Experiences Monitoring Backbone IP Networks
Chuck Fraleigh*, Christophe Diot+, Sue Moon+, Philippe Owezarski+, Dina Papagiannaki#, Fouad Tobagi* * Department of Electrical Engineering, Stanford University
+ Advanced Technology Labs, Sprint
# Department of Computer Science, University College London
Network traffic measurements provide essential data for networking research and operation. Obtaining such data from an operational IP network, however, is not an easy task. The traffic volume on commercial backbone networks ranges from tens of Mbits/sec on OC-3 access links to several Gb/sec on backbone OC-48 and OC-192 links. Furthermore, the network contains hundreds of links, making exhaustive monitoring of the network impractical. Finally, the traffic carried on the network can exhibit strange phenomenon resulting from routing loops, incorrect protocol implementations, and even malicious attacks.
We present our experiences with monitoring traffic on the Sprint IP backbone network. We have installed passive packet monitors on selected OC-3 and OC-12 links at several locations in Sprint's network. Using the DAG OC-3/OC-12 card developed at the University of Waikato, these systems capture the first 44 bytes of each packet that is transmitted on the links. Once the trace collection is completed, the data is transferred back to our lab for offline analysis.
First we describe the system we have developed. This system differs from other packet monitoring systems in three basic aspects. First, it is deployed in a commercial backbone ISP. Most other traffic monitors are installed in either research networks or in access networks. Second, our monitoring systems are deployed at a much larger scale than other passive measurement efforts. We currently have 11 monitoring systems installed at one location in the Sprint network, and we are in the process of installing two additional locations, each with another 10 systems. We hope these will be operational by the time of publication. Third, all of the systems are synchronized using a GPS clock so we are able correlate the traces and measure one way delays.
Managing a monitoring system of this scale is a challenging task. Each monitored link can generate up to 100 GB of data each day.

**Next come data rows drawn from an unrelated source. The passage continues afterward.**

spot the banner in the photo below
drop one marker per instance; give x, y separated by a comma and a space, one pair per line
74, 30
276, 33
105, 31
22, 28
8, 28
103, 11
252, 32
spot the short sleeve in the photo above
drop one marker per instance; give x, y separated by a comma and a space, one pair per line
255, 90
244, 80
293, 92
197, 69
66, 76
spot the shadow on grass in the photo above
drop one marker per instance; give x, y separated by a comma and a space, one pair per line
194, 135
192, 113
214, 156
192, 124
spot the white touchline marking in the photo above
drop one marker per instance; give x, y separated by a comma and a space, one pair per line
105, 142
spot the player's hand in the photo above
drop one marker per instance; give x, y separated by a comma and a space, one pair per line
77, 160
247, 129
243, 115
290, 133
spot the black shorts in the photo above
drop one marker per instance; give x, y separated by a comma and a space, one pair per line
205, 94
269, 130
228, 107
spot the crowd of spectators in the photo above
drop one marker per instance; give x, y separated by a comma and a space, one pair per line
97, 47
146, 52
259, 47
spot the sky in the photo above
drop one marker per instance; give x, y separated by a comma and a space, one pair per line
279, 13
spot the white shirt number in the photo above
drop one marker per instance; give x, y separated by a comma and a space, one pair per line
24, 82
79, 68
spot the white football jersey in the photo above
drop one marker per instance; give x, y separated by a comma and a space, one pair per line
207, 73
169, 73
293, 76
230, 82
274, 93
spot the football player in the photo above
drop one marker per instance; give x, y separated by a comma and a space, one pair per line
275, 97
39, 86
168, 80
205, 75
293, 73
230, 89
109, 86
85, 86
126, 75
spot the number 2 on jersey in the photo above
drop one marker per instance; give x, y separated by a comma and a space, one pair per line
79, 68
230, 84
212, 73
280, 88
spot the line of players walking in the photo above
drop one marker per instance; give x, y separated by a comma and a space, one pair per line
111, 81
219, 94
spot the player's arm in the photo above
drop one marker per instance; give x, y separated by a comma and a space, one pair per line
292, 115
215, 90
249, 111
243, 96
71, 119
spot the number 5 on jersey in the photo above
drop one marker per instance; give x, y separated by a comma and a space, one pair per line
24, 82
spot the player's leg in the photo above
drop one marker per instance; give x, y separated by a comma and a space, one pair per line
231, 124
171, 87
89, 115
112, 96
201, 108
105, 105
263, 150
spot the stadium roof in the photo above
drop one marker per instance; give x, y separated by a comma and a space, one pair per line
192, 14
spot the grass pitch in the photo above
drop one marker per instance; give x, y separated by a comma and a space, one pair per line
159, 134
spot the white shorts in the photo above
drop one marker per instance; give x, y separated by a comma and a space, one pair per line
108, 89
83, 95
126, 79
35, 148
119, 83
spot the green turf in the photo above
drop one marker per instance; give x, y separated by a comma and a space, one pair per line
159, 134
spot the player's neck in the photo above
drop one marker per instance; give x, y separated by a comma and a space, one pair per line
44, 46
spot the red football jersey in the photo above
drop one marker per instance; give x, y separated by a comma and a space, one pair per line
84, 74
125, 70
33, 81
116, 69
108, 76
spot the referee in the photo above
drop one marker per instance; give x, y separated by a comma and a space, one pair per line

We discuss techniques for transfering the data to the lab, storing the data, and efficiently processing the data on a dedicated 16 node computing cluster used for data analysis. We also present the techniques we use to synchronize the measurements conducted at different points in the network so that we identify individual packets as they flow over multiple links in the network.
Finally we present results that demonstrate the capabilites of our system and provide information which is useful in developing future measurement systems. Two traffic parameters greatly influenced our system design. First was the packet size distribution. Earlier measurement work indicated that the average packet size in the network was around 400 bytes. Our systems record 64 bytes for every packet, so the systems were designed to handle an average data rate of approximately 16% of the total traffic volume. For example, if an OC-3 link were running at 100 Mbit/sec, we would expect to record about 2 MBytes/sec (7.2 GByte/hour) of trace data. However, we find the packet size distribution varies slightly from link to link due to asymmetric traffic patterns. Some links tend to carry many small ACK packets reducing the average packet size, while other links tend to carry large data packets increasing the average packet size. The second traffic parameter that influenced our system design was bursts of minimum size packets. These bursts represent the worst case traffic our system must handle. We present information on how long these bursts may last and what impact this has on our system design. We also present results on the number of flows/sec that are observed in the network, link utilizations, and the delays packets incur as they travel through the backbone.